Imagine if You Will…

You’re in the server room, listening to the sound of a babbling brook, when suddenly the sound of a fish splashing back in the water causes you to look at your network monitor application, where you see a traffic spike that needs your attention.

Some sort of weird Ridley Scott remake of Hackers? No, one of several system monitoring tools that lets you use your hearing senses to determine what’s going on with your systems and network. The visual side of things has been done to death, it makes sense to use your other senses to relay and receive information.
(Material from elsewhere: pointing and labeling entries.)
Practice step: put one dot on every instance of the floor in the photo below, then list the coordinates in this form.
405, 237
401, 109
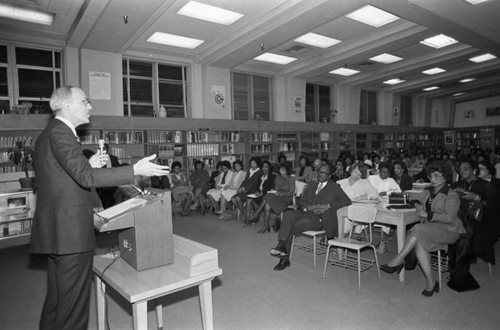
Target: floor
251, 295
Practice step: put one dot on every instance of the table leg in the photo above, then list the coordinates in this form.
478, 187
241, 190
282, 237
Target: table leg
205, 289
140, 311
401, 229
101, 303
159, 315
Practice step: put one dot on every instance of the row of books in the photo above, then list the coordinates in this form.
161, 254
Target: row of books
10, 141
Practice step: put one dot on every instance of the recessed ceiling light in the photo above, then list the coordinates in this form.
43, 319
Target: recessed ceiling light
475, 2
344, 72
26, 14
209, 13
317, 40
386, 58
394, 81
275, 58
372, 16
439, 41
433, 71
174, 40
482, 58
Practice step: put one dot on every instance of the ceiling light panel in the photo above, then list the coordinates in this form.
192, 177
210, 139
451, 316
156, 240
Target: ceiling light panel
439, 41
394, 81
209, 13
386, 58
174, 40
372, 16
344, 72
275, 58
25, 14
482, 58
317, 40
432, 71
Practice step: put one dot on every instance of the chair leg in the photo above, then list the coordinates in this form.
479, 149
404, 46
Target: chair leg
326, 260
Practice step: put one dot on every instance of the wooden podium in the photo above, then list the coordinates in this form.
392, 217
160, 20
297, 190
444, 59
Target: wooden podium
146, 221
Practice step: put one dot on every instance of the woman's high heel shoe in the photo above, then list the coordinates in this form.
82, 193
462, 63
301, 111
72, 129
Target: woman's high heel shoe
390, 270
431, 292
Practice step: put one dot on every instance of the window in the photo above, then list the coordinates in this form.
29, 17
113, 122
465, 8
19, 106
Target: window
28, 75
318, 101
149, 85
251, 97
368, 108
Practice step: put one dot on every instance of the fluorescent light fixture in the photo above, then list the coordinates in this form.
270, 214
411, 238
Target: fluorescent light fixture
174, 40
432, 71
394, 81
209, 13
439, 41
372, 16
344, 72
482, 58
317, 40
275, 58
475, 2
26, 14
386, 58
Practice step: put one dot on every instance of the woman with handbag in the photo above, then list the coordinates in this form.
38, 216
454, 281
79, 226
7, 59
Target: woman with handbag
438, 209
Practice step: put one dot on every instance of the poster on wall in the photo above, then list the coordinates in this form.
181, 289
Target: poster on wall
99, 85
219, 97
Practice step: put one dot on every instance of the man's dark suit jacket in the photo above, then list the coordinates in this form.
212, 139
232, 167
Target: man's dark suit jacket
63, 221
330, 194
We already use our sense of smell to monitor equipment, right? I mean, who doesn’t know the smell of toasted motherboard, burned wiring and overheated circuitry? What is more horrifying than walking into the server room and smelling something burned?

How Cool is This?

Around 2000, a project called Peep set out the following goals:

Administering a network means keeping track of copious amounts of information. Today’s network monitoring tools are “log-based”; they produce large logs of information through which the system administrator is expected to sift and discover problems.

The PEEP approach is to eliminate the need to search through large amounts of text by representing network information in real-time. PEEP uses sound to represent the vast amount of available information about network status.
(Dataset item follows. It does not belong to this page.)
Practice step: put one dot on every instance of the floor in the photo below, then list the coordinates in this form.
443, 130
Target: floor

With PEEP, a system administrator can tell what activity is occurring in his network in real-time and isolate where the problem lies.

Peep is pretty old and nothing much has happened with it for quite a while, but I found an article that takes a different approach to all of this using a package called FluidSynth. A continuation of the work done with Peep, there’s a set of programs and scripts comprised of:

  • Fluidsynth
  • Sound font packages
  • Perl
  • Chordstats

All of this isn’t hard to get running and pretty soon I had the sound of hammered dulcimers plinking away in my office. The program monitors vmstat in it’s simplest configuration, the output of which contains a lot of constantly changing stats about your processes, swap, cache and buffers, input/output, interrupts etc.
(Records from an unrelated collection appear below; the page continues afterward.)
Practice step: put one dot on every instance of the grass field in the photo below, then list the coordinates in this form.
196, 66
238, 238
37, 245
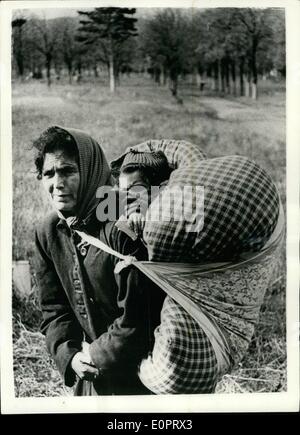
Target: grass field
141, 110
When you get this running there is a constant backbeat of a particular note, metronomically binging along, and when something changes on your machine other notes are inserted from different octaves and ranges to make a counterpoint to the backbeat.

But Can You Get it in Blue?

Oh boy, can you have fun with the different system tasks and configuring the noises they trigger!  I found that by twirling the 3D desktop cube, scp’ing a file from the machine and using Bittorrent I could make a noise that sounded like someone dropped the entire minstrel section from a Renaissance Festival from a great height onto a grand piano.

Note: You will want to experiment with these tools either A) when everyone else is gone B) Only the cleaning staff is there vacuuming. Regardless, you will rapidly have people leaning in your office door and using interrogative expletives (“What the ____ are you doing?”, “What is that bombastic blast?”, and my favorite “Who’s torturing a ____’ing piano in here?”).

There is a great article on the IBM Developerworks site about chordstats, with lots of resources to get other chord packages and some good explanations of what other commands you can monitor the output of (strace is another favorite of mine), and don’t forget to look at the Sourceforge site for Peep, and read the original presentation, it’s fascinating.

Enjoy, (I know I did, and now I know that my dog can howl in High C).